Parte do inferno em que vive Shy é precisamente o Last Chance e é lá que Shy vive, apesar de ter família. Deixando de lado a ironia do nome, o próprio Last Chance tem em si a sua própria condenação, uma vez que tem uma morte anunciada, esperando só o avanço da especulação imobiliária para se marcar a data em que o edifício vai despejar os jovens residentes e acolher gente abastada e desejosa de se instalar em apartamentos de charme, naturalmente renovados com os melhores acabamentos.
Quando o romance começa é de noite, e Shy, com uma mochila cheia de pedras às costas, caminha sozinho em direcção a um lago. Atravessa os campos escuros com um walkman e um charro. A sua vida é um desastre de erros sucessivos e ele está farto.
Enquanto caminha, vamos ouvindo o monólogo interior e atormentado de Shy num discurso confuso de más lembranças e sonhos piores. O monólogo é sobre estar perdido no escuro e aprender que está sozinho, é a história de algumas horas estranhas na vida de um adolescente problemático que ouve as vozes da sua cabeça: "não podes fazer isso contigo próprio, Shy, não te deves magoar assim…". E vai ouvindo os seus professores, os seus pais, as pessoas que ele magoou e as pessoas que tentaram amá-lo. E sente o peso do seu passado e a pesada incógnita do seu futuro e a noite é enorme e toda a sua vida lhe dói.
“É cansativo seres tu?”
E ouve as tentativas desesperadas da mãe para chegar até ele: "Mas porquê, mas o que é que te deu? Tu não me estás a ouvir, o que é que se passa contigo? Porque me fazes isso?", e “O teu padrasto pergunta quando é que a merda de Jekyll e Hyde vai acabar?".

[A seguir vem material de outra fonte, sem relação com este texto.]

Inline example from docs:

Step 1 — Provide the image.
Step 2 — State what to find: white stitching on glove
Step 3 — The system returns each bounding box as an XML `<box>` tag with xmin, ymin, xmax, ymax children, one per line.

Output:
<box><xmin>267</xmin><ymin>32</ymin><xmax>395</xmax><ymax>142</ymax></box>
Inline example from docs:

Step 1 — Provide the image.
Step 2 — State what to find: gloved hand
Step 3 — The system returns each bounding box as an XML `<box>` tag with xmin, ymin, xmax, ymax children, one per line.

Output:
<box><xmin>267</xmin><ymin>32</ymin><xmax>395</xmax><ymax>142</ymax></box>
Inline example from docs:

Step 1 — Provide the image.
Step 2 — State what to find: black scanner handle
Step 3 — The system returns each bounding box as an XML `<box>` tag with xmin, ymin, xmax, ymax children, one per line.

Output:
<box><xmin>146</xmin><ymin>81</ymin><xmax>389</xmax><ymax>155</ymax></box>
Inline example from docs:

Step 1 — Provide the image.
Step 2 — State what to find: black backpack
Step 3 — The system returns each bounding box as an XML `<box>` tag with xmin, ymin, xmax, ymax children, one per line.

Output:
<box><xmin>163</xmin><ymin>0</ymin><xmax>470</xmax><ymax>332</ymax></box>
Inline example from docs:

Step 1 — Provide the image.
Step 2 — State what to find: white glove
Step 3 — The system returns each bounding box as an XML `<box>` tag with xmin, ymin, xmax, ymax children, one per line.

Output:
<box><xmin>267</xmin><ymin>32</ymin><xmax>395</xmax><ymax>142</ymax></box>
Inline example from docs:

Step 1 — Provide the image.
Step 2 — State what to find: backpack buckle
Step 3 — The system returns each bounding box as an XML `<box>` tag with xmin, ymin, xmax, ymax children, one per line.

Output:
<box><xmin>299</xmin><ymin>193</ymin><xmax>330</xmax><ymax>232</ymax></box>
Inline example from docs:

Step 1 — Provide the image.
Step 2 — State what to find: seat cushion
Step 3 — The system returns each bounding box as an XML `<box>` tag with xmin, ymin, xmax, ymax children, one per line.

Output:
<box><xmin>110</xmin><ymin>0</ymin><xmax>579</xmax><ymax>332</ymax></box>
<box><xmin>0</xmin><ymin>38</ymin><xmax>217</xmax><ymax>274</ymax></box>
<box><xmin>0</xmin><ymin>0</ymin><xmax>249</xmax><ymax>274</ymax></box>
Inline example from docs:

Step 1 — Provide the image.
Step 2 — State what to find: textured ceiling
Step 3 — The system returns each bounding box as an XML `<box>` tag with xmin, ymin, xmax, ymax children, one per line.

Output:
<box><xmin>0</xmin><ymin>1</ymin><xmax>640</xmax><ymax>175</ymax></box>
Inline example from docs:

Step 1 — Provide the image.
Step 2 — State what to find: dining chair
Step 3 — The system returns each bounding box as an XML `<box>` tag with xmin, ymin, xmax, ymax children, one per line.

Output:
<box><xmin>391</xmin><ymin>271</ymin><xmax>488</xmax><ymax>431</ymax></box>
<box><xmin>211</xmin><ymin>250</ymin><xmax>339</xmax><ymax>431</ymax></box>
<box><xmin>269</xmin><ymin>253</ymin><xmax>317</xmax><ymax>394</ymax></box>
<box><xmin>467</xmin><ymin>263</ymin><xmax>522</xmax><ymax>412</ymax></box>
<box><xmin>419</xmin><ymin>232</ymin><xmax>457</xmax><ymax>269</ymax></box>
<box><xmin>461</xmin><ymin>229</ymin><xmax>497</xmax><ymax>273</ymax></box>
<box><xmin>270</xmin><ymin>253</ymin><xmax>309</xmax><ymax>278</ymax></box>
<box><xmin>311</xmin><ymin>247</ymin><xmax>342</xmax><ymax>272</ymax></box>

Shy é uma narrativa dura sobre um jovem a quem tudo falhou: a família, o Estado, a providência, algum equilíbrio no mundo. Ao longo destas páginas, perguntamo-nos como é que há alguém que nasça com tanta raiva acumulada, tanto desespero, tanta decepção. A linguagem é crua, muitas vezes obscena e incomodativa. A leitura perturba-nos. É um livro para ler num dia bom, porque nos vai deixar marcas. E não são boas. A capa é magnífica. O livro deixou-me desconfortável.